Take a guided tour of the city and learn about history of the square. An important city market was held here from the 11th century until 1928, when it was moved to the old St. John's prison on King Edward Street and later Victoria Centre. Hear tales of its gruesome history, including accounts of the public beatings that took place here and descriptions of the stench of open sewerage that once pervaded.
The majestic council house, identifiable by a pair of stone lions that guard it, is on the eastern side of the square. To the western end of the square is a large water feature with jet fountains. Peruse the high-end boutiques and cafés that line the sides of the square. On a sunny day, order a coffee to-go and join others out on the plaza.
Listen to activists and performers at Speakers’ Corner, a replica of the famous site in London’s Hyde Park. The speakers stand near a statue of the late soccer coach Brian Clough, an outspoken former manager of Nottingham Forest football club.

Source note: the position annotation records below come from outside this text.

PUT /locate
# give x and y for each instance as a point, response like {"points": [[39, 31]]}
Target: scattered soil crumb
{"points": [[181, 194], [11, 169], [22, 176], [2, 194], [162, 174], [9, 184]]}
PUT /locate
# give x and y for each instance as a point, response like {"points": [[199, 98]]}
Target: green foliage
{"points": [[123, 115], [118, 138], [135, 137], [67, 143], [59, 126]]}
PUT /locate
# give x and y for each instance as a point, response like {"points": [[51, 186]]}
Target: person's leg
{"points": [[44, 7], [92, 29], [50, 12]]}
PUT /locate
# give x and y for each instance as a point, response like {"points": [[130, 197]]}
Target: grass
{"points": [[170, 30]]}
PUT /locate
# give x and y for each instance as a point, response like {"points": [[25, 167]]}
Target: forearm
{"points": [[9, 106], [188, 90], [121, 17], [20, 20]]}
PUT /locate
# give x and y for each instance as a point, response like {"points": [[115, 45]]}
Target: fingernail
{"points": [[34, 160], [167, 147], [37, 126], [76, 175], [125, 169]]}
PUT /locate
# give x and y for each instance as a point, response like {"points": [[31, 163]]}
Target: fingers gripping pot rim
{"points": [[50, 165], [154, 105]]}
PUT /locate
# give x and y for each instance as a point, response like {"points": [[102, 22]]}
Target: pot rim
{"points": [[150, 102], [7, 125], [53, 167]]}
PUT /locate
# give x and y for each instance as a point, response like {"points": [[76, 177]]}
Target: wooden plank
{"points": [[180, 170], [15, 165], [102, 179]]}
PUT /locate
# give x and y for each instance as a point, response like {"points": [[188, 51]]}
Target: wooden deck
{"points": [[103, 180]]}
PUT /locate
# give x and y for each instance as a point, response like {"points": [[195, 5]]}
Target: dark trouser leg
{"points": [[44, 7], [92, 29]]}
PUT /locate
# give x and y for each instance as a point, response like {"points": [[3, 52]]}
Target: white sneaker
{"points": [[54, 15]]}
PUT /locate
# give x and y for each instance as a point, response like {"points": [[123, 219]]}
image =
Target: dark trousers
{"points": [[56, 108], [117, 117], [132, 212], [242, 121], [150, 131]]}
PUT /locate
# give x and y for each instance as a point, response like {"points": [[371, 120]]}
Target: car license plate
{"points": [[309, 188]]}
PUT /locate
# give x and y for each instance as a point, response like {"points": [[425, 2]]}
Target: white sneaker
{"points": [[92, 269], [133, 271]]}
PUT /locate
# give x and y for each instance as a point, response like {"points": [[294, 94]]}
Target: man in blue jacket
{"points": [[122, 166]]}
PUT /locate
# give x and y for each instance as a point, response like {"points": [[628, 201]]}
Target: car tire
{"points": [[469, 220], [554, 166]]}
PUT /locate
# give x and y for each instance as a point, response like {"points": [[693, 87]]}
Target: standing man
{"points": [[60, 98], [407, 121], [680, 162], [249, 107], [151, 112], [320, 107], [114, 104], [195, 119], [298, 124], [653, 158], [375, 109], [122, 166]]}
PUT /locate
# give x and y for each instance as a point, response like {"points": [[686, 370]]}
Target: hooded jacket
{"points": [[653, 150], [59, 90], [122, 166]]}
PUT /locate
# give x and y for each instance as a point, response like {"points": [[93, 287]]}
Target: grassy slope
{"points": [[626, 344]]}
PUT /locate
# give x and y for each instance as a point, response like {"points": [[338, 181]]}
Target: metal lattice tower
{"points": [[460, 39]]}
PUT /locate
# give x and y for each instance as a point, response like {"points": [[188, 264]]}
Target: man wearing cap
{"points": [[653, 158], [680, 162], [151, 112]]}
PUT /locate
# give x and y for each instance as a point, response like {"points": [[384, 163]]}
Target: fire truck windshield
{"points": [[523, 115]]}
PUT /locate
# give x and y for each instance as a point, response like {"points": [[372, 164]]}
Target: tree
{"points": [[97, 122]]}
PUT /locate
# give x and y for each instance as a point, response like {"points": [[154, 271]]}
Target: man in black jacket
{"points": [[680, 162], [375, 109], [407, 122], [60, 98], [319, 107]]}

Just east of the plaza is the Nottingham Tourism Centre, which offers advice about events and activities during your stay.
Come between mid-November and early January to explore Nottingham Winter Wonderland. This seasonal event features an ice rink, as well as a festive market with stalls, bars, rides and a nativity scene. The Wheel of Nottingham Ferris Wheel is occasionally set-up here too.
Old Market Square marks the center of Nottingham. Ride the tram to its namesake stop on the plaza or a bus to the nearby Angel Row station. Visit surrounding attractions, such as the Nottingham Playhouse, Lace Market Theater and the Galleries of Justice.